One of my favorite activities is to walk around the campus and check in on some of the residents who may be in crisis. At times, these children are highly agitated and unable to really interact. Inevitably over time and with the fine care that they receive from staff, you see their behavior improve and demeanor change from being withdrawn to engaged. Just the other day I visited with one of our residents who was supposedly on “independent study,” but actually on a suspension from the public school she attends. She sat with a staff member, withdrawn and indeed defiantly refusing to do any school work.

Today as I did my rounds, I am happy to report that she was actually doing some school work and interacting well with staff. What a difference a few days can make; often the progress is slow but with each day, this young girl will improve and eventually return to school.
The one thing that always encourages me, in spite of the many challenges we confront to provide services to vulnerable children and families, is their resiliency.
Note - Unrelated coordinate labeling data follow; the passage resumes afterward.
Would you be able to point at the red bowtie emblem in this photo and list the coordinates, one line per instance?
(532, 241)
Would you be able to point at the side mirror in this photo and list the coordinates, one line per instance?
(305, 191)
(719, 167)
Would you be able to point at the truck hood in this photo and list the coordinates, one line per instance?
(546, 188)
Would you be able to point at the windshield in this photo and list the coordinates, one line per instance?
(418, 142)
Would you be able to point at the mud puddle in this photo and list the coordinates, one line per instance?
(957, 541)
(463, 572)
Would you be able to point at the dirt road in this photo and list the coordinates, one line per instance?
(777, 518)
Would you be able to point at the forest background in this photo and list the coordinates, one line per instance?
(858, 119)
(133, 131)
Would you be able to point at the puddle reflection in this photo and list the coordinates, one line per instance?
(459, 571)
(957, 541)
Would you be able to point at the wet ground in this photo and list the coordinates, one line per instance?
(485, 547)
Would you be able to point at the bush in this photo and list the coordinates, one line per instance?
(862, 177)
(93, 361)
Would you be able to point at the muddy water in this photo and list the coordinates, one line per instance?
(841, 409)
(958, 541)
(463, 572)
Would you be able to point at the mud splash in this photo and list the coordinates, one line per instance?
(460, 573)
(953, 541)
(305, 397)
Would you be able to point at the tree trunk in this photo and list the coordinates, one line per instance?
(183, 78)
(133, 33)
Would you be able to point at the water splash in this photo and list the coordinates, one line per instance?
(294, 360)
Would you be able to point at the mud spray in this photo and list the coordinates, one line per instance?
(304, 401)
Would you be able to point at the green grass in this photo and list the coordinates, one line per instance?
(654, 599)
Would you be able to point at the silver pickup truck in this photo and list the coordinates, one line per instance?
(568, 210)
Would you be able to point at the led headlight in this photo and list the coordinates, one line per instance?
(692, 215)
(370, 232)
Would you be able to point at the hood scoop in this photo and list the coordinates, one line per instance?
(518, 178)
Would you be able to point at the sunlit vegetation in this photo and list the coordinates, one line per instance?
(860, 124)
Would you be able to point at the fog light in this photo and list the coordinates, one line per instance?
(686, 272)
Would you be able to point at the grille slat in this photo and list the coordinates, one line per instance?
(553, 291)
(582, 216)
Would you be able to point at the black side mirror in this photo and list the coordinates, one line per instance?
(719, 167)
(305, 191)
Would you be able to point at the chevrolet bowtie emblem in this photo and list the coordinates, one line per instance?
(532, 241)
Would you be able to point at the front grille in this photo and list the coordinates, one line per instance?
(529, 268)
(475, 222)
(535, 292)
Over and over again in more that twenty years working in child welfare, I see children respond to the services offered to them and rebound to be able to move beyond the trauma or crisis to be well functioning individuals.
Like the children and youth we serve, it is important for us to be an organization that is resilient.  Recently, I attended a workshop sponsored by the Child Welfare League of America entitled, “Building Resilient Organizations.” Organizational resiliency is defined by how successfully we adapt to change. In an environment where there are numerous factors impacting how we operate, it is important for us to be able to accommodate multiple stressors while not losing sight of our mission. We also must be resourceful in order to address challenges successfully, and from constraints, identify solutions and opportunities. This agility and innovation ultimately must be reflected on how we organize ourselves to be most effective, shedding, if necessary, structures and systems that no longer serve well.
In almost a hundred years, Hillsides has been very resilient, adapting and changing while never losing sight of its mission to be a “place” for children, youth and their families to be restored to well being. Like the children we serve, success is determined by how resilient, agile and how resourceful we are.